Tammy Pouliot looked at her. Pouliot had been working at a hospital in Danbury, Conn., in 2012 when just a few miles away the Sandy Hook Elementary School shooting resulted in the death of 20 children and six adults. The shooter used a Bushmaster AR-15-style rifle.
“Why should you or anyone else have access to an AR?” Pouliot asked.
Townley softened briefly, then said again she didn’t support new gun laws. “The problem is society,” she said.
“I still feel like there needs to be more limits,” said Pouloit.
Later that day, there was a small protest outside Smith & Wesson — the first, many believed, in at least a generation.
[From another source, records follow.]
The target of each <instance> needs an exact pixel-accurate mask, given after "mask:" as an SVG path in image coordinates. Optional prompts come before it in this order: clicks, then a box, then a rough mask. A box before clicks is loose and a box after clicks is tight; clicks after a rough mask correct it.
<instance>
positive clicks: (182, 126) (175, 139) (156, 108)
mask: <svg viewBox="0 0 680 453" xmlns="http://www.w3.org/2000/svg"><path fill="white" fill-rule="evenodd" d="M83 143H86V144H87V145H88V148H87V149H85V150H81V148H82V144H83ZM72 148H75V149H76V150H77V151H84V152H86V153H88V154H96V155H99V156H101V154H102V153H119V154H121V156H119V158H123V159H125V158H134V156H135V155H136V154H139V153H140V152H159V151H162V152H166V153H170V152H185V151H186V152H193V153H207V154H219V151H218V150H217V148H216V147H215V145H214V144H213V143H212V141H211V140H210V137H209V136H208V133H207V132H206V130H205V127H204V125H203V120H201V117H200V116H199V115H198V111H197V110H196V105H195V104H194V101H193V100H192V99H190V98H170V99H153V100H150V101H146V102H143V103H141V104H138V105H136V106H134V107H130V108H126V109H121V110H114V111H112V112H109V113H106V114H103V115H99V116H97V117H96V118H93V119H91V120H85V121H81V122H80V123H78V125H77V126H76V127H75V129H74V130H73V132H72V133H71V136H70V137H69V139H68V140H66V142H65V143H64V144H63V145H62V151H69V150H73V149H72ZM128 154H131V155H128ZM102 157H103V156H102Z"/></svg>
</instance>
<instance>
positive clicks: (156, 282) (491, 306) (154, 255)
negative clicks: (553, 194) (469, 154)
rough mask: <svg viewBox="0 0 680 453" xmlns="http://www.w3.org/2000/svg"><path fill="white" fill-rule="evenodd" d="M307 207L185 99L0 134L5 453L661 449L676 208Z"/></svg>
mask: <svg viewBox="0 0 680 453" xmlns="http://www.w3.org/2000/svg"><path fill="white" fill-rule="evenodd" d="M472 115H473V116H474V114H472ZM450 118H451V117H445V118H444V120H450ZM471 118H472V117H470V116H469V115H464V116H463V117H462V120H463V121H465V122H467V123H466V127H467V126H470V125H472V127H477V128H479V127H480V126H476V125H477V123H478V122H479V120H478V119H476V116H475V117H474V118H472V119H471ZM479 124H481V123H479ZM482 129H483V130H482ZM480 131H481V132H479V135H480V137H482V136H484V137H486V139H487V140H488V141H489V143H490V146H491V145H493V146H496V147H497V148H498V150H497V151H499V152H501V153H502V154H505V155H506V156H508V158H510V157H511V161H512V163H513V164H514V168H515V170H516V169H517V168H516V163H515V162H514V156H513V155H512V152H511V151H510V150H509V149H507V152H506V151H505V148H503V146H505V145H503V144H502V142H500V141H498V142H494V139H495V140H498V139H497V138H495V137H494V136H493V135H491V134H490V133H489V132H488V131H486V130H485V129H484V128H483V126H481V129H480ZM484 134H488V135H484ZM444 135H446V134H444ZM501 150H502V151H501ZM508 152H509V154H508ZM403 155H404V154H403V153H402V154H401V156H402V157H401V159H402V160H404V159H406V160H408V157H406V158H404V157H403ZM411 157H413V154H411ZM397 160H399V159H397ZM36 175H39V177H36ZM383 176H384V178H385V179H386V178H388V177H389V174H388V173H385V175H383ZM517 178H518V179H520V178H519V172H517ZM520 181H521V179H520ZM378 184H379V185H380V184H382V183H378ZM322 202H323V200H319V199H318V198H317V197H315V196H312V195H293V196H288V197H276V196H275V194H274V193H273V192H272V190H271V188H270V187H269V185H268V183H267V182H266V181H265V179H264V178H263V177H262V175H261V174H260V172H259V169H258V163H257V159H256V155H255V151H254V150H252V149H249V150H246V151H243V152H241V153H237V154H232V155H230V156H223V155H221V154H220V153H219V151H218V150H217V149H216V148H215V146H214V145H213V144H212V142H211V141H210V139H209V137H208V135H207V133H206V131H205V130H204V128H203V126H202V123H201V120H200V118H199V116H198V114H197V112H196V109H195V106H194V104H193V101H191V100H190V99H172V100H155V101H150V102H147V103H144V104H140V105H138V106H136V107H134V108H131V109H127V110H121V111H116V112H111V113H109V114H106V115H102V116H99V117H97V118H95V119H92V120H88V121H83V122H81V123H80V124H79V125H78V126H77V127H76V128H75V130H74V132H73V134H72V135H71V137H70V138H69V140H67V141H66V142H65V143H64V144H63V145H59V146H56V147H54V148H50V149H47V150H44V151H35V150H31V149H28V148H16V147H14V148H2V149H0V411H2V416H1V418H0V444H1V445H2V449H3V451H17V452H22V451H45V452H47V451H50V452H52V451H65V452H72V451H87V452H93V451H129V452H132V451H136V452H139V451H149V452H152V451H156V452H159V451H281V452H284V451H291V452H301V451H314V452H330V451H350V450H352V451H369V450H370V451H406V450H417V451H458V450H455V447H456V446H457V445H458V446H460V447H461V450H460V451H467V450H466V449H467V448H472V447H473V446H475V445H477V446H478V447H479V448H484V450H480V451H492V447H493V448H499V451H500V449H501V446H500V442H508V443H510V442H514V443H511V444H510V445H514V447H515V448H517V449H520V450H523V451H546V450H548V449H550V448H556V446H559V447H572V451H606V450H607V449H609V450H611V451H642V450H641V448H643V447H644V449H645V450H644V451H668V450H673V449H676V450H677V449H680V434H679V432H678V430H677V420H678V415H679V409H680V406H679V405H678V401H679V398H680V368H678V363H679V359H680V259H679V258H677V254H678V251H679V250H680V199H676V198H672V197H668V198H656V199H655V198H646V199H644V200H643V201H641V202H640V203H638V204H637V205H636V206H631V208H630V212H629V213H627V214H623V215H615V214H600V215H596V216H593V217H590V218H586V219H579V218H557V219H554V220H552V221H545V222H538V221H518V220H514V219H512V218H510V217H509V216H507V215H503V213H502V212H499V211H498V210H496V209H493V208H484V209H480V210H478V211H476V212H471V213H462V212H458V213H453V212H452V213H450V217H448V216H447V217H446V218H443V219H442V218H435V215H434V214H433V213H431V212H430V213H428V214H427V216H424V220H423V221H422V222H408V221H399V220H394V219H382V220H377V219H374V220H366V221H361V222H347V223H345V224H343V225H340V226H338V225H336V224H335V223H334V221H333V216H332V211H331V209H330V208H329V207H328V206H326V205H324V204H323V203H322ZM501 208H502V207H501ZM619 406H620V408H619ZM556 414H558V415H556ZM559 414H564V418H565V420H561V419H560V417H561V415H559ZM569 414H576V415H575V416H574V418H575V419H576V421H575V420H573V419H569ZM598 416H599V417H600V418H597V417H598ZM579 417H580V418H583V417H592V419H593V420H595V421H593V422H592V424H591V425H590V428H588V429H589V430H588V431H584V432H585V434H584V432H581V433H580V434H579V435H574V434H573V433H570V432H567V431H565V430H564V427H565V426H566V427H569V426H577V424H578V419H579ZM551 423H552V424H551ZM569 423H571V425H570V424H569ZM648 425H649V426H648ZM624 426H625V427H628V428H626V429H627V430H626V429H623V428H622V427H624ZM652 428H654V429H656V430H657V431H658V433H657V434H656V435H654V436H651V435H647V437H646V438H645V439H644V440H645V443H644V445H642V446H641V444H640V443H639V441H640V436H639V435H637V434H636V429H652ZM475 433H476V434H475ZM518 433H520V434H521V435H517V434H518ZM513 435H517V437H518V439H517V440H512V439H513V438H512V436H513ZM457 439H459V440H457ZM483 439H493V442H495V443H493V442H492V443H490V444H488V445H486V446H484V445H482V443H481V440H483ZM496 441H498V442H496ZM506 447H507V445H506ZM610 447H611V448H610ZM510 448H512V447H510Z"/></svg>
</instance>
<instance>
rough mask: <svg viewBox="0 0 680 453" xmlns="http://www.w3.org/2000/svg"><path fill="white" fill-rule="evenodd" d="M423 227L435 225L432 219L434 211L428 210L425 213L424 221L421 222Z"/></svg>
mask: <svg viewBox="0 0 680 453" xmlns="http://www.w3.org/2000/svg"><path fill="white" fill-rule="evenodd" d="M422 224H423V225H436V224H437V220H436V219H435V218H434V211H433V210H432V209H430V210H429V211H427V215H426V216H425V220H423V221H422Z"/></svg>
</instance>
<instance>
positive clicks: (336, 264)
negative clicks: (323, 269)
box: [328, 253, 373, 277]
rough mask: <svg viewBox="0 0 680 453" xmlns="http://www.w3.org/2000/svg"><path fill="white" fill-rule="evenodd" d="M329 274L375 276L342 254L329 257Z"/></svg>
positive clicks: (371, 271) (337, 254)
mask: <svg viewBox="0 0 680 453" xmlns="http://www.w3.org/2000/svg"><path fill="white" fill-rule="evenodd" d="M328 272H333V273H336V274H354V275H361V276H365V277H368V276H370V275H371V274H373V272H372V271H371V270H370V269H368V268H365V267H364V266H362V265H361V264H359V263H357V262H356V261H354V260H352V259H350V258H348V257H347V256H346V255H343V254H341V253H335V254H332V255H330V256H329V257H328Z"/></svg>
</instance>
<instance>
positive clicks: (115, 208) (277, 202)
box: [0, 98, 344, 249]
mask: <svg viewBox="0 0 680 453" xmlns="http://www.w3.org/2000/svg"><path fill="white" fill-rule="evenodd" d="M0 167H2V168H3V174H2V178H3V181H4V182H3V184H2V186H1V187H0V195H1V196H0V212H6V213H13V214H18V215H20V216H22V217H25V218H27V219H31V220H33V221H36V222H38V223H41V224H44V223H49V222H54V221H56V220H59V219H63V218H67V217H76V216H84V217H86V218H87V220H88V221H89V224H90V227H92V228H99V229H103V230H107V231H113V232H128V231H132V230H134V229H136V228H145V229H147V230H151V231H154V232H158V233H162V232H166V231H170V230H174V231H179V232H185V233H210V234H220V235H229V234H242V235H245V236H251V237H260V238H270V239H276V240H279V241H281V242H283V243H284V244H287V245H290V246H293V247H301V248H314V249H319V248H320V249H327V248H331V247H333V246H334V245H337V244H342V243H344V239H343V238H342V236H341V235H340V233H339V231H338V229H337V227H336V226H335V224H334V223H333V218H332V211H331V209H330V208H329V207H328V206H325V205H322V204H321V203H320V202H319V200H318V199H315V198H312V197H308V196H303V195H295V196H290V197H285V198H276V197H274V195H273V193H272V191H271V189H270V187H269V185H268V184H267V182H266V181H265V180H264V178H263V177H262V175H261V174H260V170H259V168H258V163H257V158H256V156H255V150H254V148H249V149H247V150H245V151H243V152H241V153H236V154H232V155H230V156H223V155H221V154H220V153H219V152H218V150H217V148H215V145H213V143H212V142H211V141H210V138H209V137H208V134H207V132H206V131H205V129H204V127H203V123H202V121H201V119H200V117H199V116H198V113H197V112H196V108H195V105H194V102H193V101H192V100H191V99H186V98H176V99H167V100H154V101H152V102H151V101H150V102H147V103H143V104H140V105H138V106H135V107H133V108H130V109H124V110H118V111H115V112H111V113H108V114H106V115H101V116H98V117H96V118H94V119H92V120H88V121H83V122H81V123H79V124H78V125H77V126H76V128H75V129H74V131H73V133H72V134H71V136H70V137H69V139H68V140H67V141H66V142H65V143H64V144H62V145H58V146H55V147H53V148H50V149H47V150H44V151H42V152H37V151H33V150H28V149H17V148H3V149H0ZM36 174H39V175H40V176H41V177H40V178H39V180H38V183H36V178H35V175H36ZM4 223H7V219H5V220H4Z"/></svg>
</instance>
Five city police cars blocked off the main gate, supplementing Smith & Wesson’s private security force.
“Oh my God,” said Hussein Abdi. “What do they think is going to happen? We’re going to rush in there?”
About 100 people stood on a small spit of land next to a four-lane road across from the gunmaker. The Pioneer Valley Project helped organize the protest. Some people had taken buses down from Boston and Holyoke. But most were locals. Episcopal leaders, dressed in purple scarves and cloaks, stood with other local clergy. Jamison Rohan had convinced her father to drive her down.
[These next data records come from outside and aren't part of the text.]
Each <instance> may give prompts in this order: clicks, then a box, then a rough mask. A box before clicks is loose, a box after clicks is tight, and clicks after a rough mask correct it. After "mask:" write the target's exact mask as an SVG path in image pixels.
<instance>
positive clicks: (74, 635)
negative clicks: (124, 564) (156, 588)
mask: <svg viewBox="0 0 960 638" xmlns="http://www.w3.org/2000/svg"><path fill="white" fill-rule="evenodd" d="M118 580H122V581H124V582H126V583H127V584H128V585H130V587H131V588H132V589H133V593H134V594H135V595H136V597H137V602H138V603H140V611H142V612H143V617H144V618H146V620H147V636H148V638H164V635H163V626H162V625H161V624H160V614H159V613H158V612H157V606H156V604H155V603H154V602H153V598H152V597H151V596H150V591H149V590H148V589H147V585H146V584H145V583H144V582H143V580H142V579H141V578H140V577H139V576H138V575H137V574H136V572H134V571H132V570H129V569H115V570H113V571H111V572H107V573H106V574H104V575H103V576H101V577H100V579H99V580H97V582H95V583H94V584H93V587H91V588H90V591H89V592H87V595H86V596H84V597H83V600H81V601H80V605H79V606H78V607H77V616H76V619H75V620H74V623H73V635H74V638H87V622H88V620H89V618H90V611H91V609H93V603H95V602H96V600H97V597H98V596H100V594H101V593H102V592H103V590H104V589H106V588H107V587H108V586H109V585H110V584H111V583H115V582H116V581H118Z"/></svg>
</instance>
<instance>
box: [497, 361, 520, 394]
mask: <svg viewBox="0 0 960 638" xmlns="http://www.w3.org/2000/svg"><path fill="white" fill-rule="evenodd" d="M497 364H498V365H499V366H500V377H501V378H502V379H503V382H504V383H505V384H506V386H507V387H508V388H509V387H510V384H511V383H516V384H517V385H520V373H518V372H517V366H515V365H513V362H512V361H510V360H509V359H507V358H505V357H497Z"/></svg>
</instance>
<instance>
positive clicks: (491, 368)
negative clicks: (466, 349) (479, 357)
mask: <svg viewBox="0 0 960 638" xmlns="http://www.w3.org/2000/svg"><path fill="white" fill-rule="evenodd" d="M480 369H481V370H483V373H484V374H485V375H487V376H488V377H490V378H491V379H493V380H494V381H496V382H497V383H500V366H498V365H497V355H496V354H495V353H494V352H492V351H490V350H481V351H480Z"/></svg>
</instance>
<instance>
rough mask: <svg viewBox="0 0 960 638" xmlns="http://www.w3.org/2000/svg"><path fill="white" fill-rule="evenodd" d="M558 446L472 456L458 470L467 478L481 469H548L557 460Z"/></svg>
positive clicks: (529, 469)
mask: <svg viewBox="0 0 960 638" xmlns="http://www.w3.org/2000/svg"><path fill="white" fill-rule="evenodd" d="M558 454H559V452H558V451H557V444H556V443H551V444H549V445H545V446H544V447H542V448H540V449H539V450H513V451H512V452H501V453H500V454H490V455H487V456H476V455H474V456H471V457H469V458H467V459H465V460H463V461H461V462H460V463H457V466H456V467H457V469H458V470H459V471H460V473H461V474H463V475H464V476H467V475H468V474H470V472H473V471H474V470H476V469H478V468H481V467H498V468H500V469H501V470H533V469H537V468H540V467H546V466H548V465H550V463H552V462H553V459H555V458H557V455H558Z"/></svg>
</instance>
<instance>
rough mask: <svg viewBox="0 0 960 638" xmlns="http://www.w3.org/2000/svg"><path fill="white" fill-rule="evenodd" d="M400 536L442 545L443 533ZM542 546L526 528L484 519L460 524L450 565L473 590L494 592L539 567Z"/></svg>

Now she stood holding a sign reading, “#NEVER AGAIN,” while he stood off to the side, watching and taking photos. Two Springfield students were joined by their grandfather wearing a “Vietnam Vet” baseball cap.
“Something’s got to be done,” Tom Wyrostek, 68, said.
Abdi peeked at his cellphone to study the short speech he was about to give. He was senior class president at Springfield Central High, but he’d never done something like this before.
“Smith & Wesson needs to see us and know they can’t hide from us,” Abdi said into a microphone.
The protest ended with a letter delivered to the front gate demanding that Smith & Wesson executives meet with city residents to talk about gun violence. A week later, the gunmaker had not responded.